Angie Young sits at a cluttered desk in the Feminist Studies office, a small room piled high with boxes and books in the basement of Taliaferro Hall. At her feet sit copies of her first documentary pushed up against the side of a trash can.
Young’s documentary, The Coat Hanger Project, is a pro-choice film about abortion and the reproductive justice movement. Young, 29, said she created the film to explore the history of and struggle for reproductive rights. Many young people, Young said, take the services available to them in this country, post-Roe vs. Wade — the Supreme Court decision that legalized abortion — for granted.
“I called it The Coat Hanger Project because I want to educate my generation,” Young said. “A lot of people don’t even know what the coat hanger means.”
The coat hanger is a symbol of “do-it-yourself” abortions, dangerous procedures in which women denied access to safe and legal abortion services would risk their lives to terminate unwanted pregnancies, the film said.
Tomorrow, Young will depart on a tour across Ireland and Poland — two countries where abortions are still illegal except in health-threatening cases — to showcase her film. In 2008, the film played in independent theaters and universities in the United States.
Over the course of the film’s creation, Young interviewed survivors of underground abortions, doctors who provide abortion services, pro-choice organization founders and even a handful of students at this university.
Senior journalism major Shauna Stuart, who appeared in the film, said she chose to participate in Young’s project because she believes abortion is a topic students should know about.

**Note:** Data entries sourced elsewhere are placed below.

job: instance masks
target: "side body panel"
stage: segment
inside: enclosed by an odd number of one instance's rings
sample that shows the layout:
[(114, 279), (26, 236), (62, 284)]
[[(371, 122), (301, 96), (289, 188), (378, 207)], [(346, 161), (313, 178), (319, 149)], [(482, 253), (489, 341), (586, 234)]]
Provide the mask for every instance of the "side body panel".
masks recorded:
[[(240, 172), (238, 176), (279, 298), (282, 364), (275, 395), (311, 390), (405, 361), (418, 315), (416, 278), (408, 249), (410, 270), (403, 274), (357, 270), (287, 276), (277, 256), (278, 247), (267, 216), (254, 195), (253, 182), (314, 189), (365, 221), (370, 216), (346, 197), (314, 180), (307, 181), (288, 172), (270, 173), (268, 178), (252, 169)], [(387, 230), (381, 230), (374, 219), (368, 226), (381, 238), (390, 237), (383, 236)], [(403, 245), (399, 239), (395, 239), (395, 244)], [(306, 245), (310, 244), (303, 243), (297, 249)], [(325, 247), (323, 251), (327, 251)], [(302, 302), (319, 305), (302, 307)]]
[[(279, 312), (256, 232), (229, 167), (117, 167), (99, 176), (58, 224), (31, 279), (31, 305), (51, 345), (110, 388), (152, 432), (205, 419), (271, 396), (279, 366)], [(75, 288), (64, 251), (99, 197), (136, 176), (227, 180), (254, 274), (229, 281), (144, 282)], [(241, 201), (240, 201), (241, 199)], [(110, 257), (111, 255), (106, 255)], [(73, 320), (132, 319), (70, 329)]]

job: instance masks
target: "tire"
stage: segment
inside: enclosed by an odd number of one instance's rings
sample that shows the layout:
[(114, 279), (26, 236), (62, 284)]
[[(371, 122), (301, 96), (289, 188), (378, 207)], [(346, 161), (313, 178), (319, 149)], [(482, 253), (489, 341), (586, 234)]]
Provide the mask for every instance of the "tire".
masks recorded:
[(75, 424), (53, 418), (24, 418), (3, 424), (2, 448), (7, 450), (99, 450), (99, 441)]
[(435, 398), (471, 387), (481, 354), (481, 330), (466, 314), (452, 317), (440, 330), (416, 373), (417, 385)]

“A lot of the women on this campus are sexually active, but we don’t talk about what we would do if something were to happen,” she said. “We talk about plan B or birth control. But what if it’s too late for that?”
Senior Stephanie Linares, an anthropology and criminal justice major originally from El Salvador, said in The Coat Hanger Project that her teachers and nurses in Salvadoran schools did talk about gruesome “coat hanger” abortions, but only to scare young women into carrying unwanted pregnancies to term.

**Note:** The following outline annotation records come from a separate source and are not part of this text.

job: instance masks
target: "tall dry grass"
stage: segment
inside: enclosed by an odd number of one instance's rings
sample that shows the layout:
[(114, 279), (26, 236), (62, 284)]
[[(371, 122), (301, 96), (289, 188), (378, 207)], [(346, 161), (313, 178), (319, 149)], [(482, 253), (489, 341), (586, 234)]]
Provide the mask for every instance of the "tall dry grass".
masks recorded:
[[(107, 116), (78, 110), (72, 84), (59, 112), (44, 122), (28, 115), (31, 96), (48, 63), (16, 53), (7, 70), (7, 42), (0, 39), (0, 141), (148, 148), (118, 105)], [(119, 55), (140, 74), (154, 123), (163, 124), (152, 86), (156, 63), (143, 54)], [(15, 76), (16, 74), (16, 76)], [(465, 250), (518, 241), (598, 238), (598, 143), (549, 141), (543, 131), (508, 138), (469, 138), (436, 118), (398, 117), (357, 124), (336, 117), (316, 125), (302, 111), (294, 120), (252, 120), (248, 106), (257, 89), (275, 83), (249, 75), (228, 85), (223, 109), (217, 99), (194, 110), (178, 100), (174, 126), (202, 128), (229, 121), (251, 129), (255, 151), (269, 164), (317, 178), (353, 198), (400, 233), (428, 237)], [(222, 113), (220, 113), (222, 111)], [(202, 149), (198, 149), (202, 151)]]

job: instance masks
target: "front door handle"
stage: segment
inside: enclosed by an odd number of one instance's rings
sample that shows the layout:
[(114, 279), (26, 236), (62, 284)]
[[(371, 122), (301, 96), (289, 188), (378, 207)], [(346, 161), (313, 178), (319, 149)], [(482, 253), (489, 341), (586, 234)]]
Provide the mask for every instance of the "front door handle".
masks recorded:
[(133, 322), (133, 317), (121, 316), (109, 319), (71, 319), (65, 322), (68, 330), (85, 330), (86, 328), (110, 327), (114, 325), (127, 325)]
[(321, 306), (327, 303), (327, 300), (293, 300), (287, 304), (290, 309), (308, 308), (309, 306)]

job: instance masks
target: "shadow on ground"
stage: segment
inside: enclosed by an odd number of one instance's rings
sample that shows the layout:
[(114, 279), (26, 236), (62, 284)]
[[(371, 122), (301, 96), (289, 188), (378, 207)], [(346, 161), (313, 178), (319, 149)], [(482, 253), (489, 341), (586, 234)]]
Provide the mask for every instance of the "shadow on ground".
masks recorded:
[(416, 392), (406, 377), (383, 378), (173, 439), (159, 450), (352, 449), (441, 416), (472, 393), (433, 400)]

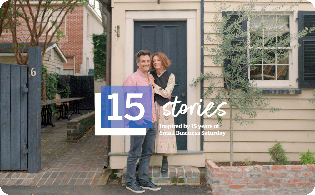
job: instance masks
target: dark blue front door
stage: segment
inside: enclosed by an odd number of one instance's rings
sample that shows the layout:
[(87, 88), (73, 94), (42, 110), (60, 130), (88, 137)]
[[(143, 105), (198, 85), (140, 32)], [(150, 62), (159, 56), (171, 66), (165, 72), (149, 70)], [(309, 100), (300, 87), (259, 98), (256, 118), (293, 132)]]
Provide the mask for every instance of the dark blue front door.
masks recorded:
[[(135, 21), (134, 51), (135, 54), (141, 49), (152, 53), (161, 52), (169, 57), (172, 65), (167, 70), (175, 76), (175, 86), (172, 93), (171, 101), (175, 96), (181, 102), (176, 105), (175, 113), (181, 104), (187, 104), (186, 33), (186, 21)], [(138, 69), (135, 62), (134, 72)], [(180, 114), (175, 118), (175, 124), (187, 124), (186, 114)], [(176, 129), (176, 130), (186, 131), (186, 129)], [(186, 135), (176, 136), (178, 150), (187, 149)]]

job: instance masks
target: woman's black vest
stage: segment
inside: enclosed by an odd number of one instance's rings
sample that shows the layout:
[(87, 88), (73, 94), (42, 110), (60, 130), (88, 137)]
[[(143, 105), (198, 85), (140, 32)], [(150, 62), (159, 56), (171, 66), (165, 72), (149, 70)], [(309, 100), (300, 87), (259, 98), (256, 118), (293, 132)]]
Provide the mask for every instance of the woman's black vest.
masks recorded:
[[(150, 72), (150, 74), (153, 75), (154, 77), (154, 83), (155, 84), (160, 87), (161, 88), (165, 89), (167, 86), (167, 82), (169, 81), (169, 78), (171, 75), (171, 73), (165, 71), (162, 75), (159, 77), (157, 74), (156, 70), (154, 70)], [(159, 90), (160, 89), (158, 89)], [(154, 94), (154, 101), (158, 102), (158, 103), (160, 106), (163, 106), (170, 101), (169, 99), (166, 98), (162, 97), (160, 95), (155, 94)]]

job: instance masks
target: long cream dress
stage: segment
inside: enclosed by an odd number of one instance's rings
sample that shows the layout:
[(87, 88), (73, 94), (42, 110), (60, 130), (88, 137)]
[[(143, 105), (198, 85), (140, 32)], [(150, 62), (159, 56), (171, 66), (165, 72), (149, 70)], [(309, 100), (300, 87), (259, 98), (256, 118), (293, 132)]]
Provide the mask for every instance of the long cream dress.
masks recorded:
[[(163, 73), (157, 73), (159, 77)], [(154, 88), (154, 93), (159, 94), (165, 98), (168, 98), (174, 89), (175, 84), (175, 77), (171, 74), (167, 82), (167, 86), (165, 89), (163, 89), (157, 85)], [(172, 134), (175, 132), (175, 128), (161, 128), (160, 124), (162, 125), (175, 125), (174, 117), (171, 114), (168, 116), (164, 116), (163, 114), (165, 112), (163, 109), (163, 106), (160, 106), (156, 101), (154, 102), (155, 107), (155, 114), (157, 116), (157, 124), (158, 125), (158, 133), (155, 136), (154, 144), (154, 152), (158, 153), (172, 154), (177, 153), (176, 146), (176, 137), (175, 135), (160, 135), (160, 132), (167, 132), (168, 134)], [(171, 112), (173, 107), (171, 105), (169, 105), (165, 108)]]

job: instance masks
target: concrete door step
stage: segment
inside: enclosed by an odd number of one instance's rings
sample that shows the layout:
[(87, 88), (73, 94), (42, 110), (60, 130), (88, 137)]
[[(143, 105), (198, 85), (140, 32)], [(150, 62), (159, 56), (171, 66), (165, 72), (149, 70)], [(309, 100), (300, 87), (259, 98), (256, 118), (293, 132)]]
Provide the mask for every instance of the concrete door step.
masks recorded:
[[(167, 185), (199, 185), (200, 184), (200, 171), (195, 167), (191, 166), (169, 166), (169, 171), (165, 173), (161, 172), (161, 167), (152, 166), (149, 169), (150, 180), (158, 186)], [(122, 183), (126, 185), (126, 167), (123, 172)], [(138, 181), (138, 172), (136, 177)]]

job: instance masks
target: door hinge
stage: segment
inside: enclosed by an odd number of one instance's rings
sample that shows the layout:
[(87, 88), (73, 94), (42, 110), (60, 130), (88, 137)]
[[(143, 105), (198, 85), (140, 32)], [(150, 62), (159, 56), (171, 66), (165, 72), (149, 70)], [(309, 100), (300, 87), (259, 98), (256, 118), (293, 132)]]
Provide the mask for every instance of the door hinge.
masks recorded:
[(23, 85), (23, 91), (24, 92), (28, 92), (28, 84), (24, 83)]
[(27, 148), (27, 145), (24, 144), (23, 146), (23, 153), (25, 154), (28, 153), (28, 148)]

These stories, Linares said, formed the basis of her activism as a member of Terps for Choice, an on-campus pro-choice student organization, and her interest in participating in the movie.
Young is now working on two more documentaries to debut in 2010.

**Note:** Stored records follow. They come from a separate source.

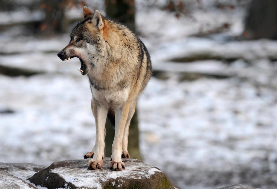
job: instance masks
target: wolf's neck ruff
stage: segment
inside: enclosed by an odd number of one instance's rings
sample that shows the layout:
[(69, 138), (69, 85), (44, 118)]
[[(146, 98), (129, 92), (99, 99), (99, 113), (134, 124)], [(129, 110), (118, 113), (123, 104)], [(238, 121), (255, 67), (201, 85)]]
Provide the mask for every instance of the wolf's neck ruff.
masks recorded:
[[(83, 19), (72, 30), (68, 44), (58, 54), (63, 60), (79, 58), (80, 71), (87, 75), (92, 94), (91, 108), (96, 137), (89, 169), (102, 167), (107, 114), (115, 125), (110, 168), (125, 168), (130, 121), (136, 100), (151, 74), (150, 57), (144, 44), (126, 26), (84, 8)], [(108, 112), (109, 114), (108, 114)], [(112, 115), (112, 116), (111, 115)]]

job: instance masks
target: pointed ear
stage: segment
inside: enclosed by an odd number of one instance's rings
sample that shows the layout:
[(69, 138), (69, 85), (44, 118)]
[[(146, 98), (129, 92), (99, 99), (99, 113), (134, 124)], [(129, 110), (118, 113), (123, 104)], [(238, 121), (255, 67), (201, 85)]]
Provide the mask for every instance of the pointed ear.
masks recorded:
[(87, 16), (93, 14), (92, 12), (87, 7), (84, 7), (83, 10), (84, 15), (83, 16), (83, 19), (84, 19)]
[(94, 12), (93, 19), (96, 20), (96, 26), (98, 27), (98, 29), (100, 30), (103, 29), (104, 27), (104, 19), (100, 12), (97, 10)]

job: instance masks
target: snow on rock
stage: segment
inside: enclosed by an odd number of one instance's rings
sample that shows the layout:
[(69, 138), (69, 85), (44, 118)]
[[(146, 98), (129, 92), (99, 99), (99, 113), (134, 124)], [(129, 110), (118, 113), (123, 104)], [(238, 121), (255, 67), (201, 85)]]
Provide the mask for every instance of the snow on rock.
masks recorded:
[(125, 170), (115, 171), (109, 169), (111, 162), (108, 158), (104, 159), (102, 169), (88, 170), (87, 165), (90, 159), (53, 163), (28, 180), (36, 185), (51, 188), (137, 188), (142, 186), (147, 188), (176, 187), (159, 169), (140, 160), (124, 159), (123, 162), (126, 166)]
[(0, 171), (0, 189), (36, 188), (31, 184), (7, 173)]
[(33, 163), (0, 163), (0, 171), (7, 172), (24, 180), (45, 167)]

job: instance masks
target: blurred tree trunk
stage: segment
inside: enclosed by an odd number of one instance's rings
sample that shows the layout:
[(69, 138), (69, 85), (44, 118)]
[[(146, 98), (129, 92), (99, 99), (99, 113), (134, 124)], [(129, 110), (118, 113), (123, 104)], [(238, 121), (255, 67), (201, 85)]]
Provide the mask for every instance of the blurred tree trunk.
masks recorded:
[(44, 0), (41, 5), (45, 14), (40, 29), (43, 35), (49, 35), (66, 32), (68, 24), (65, 9), (68, 1)]
[[(125, 24), (134, 32), (135, 31), (134, 0), (106, 0), (107, 16)], [(131, 121), (129, 128), (128, 151), (131, 158), (141, 159), (139, 151), (139, 132), (137, 111)], [(107, 134), (105, 139), (105, 155), (111, 157), (115, 130), (108, 121), (106, 123)]]
[(107, 16), (135, 32), (134, 0), (105, 0)]
[(252, 0), (250, 5), (244, 36), (249, 39), (277, 39), (277, 1)]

The first is a documentary about the evils of incest, and the second makes a case against Gardasil, a vaccine used to prevent a strain of Human Papaloma Virus known to contribute to cervical cancer. Recently, Gardasil became a required vaccination for immigrants and for students entering the sixth grade in Washington, D.C. Young argues that the drug was approved too quickly by the FDA and is now using a disproportionate number of minority women as “test subjects.” Additionally, its high cost could pose problems for many.
Young said it was a trip to South Dakota in 2006 which kicked off the creation of The Coat Hanger Project, though she had been a feminist since her college years and served as a hotline operator for the National Abortion Federation.
In 2006, a ballot initiative in South Dakota proposed banning all abortions without exceptions, the most restrictive ballot initiative put forth since the Supreme Court legalized abortion in 1973.
Young, video camera in hand, converged with other activists on the small, mostly conservative state to successfully protest the initiative’s passage.
“I was never a filmmaker before I did that,” Young said. “But I was aware that I had the opportunity to get some footage at a historical time.”
The footage from the trip became the first scenes of Young’s entirely self-filmed and primarily self-funded documentary.
Young works as a business manager for Feminist Studies, a national, independent journal housed at the university. Claire Moses, editorial director of the publication and a professor, jokingly called Feminist Studies Young’s “day job.”
“That’s what pays the bills,” Moses said.